J.B. Singh, a Panjab University professor, who works in the field of high energy particle physics, tops the list of scientists from India. He ranks at number 124 in the world.
Singh was part of the international team of scientists in 1995 which discovered the top quark — a subatomic particle in 1995. He continues to work on studying the behaviours of high energy subatomic particles.
Some of his latest works include studying high energy collisions and decay of subatomic particles in particle accelerators.
Several of India’s top scientists work in the field of particle physics. There are nine Indian scientists who have made it to the top 500 ranking in the world.
Scientific Officer at the Bhabha Atomic Research Centre, Dipanwita Dutta, ranks second in India, with an h-index of 219 and about 227,588 citations throughout her career.
Dutta also works in the field of high energy particle physics. Her recent research is on studying subatomic particles that emanate as a result of high energy collisions of atoms. Among her most cited papers is one in 2012 on a new boson at the Large Hadron Collider.
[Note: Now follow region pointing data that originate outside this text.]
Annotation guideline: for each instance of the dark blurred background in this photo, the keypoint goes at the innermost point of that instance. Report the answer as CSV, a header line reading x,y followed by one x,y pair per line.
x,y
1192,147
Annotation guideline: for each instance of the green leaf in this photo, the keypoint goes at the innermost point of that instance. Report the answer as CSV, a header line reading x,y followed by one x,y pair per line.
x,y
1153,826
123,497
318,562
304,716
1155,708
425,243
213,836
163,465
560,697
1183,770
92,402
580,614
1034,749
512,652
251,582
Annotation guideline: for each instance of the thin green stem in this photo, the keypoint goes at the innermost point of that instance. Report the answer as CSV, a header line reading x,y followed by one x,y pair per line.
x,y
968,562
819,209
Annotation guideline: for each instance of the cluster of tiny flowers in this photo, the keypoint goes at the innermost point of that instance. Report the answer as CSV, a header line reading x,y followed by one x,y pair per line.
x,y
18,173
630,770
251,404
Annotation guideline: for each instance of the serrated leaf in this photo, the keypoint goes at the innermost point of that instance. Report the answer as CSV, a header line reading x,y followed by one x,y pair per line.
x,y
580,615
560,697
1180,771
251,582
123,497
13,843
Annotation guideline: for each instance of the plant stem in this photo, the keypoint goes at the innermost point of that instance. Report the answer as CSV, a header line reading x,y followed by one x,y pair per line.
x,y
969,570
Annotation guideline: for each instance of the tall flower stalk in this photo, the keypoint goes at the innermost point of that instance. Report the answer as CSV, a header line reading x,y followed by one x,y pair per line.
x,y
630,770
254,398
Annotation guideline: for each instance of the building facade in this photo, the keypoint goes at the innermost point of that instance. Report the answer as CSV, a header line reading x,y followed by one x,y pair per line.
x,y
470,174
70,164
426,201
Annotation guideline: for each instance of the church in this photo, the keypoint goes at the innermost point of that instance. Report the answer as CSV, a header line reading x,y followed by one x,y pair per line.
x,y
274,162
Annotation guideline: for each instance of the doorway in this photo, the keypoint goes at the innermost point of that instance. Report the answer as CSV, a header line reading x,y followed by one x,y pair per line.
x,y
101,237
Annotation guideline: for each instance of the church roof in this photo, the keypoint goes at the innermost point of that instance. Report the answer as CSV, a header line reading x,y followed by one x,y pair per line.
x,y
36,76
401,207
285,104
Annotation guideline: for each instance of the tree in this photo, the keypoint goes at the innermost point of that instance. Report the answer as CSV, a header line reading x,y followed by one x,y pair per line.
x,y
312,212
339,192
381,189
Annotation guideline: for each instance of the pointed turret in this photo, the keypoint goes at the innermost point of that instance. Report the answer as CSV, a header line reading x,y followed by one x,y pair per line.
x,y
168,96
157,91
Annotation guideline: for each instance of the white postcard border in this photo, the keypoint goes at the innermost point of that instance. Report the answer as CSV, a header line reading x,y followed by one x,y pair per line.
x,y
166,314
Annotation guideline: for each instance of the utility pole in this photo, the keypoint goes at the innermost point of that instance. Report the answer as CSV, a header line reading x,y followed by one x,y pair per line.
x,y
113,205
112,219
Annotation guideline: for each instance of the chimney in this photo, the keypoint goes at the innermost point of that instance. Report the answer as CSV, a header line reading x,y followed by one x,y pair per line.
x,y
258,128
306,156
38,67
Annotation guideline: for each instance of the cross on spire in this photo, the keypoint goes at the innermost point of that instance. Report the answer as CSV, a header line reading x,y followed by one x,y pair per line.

Similarly, Gagan Mohanty of TIFR, A.K. Mohanty from BARC, and Anirban Saha from the Shoolini University of Biotechnology and Management Sciences – comprising the top five in India, all work in the field of high energy particle physics.
Institutions with top 2 percent scientists
The index mentions that Harvard University has the maximum number of the world’s top 2 percent scientists – 576 from the university are on the list, followed by Stanford University and Oxford University, with 377 and 252 scientists respectively.
Among the Indian institutes – Tata Institute of Fundamental Research (TIFR), Institute of Chemical Technology and Indian Institute of Science Education and Research Kolkata and Variable Energy Cyclotron Centre have the maximum number of scientists – 4 from each of them listed in the top two percent.
Other scientists who have made it to the list are three each from IITs in Madras and Bombay, Bhabha Atomic Research Centre (BARC) and Banaras Hindu University.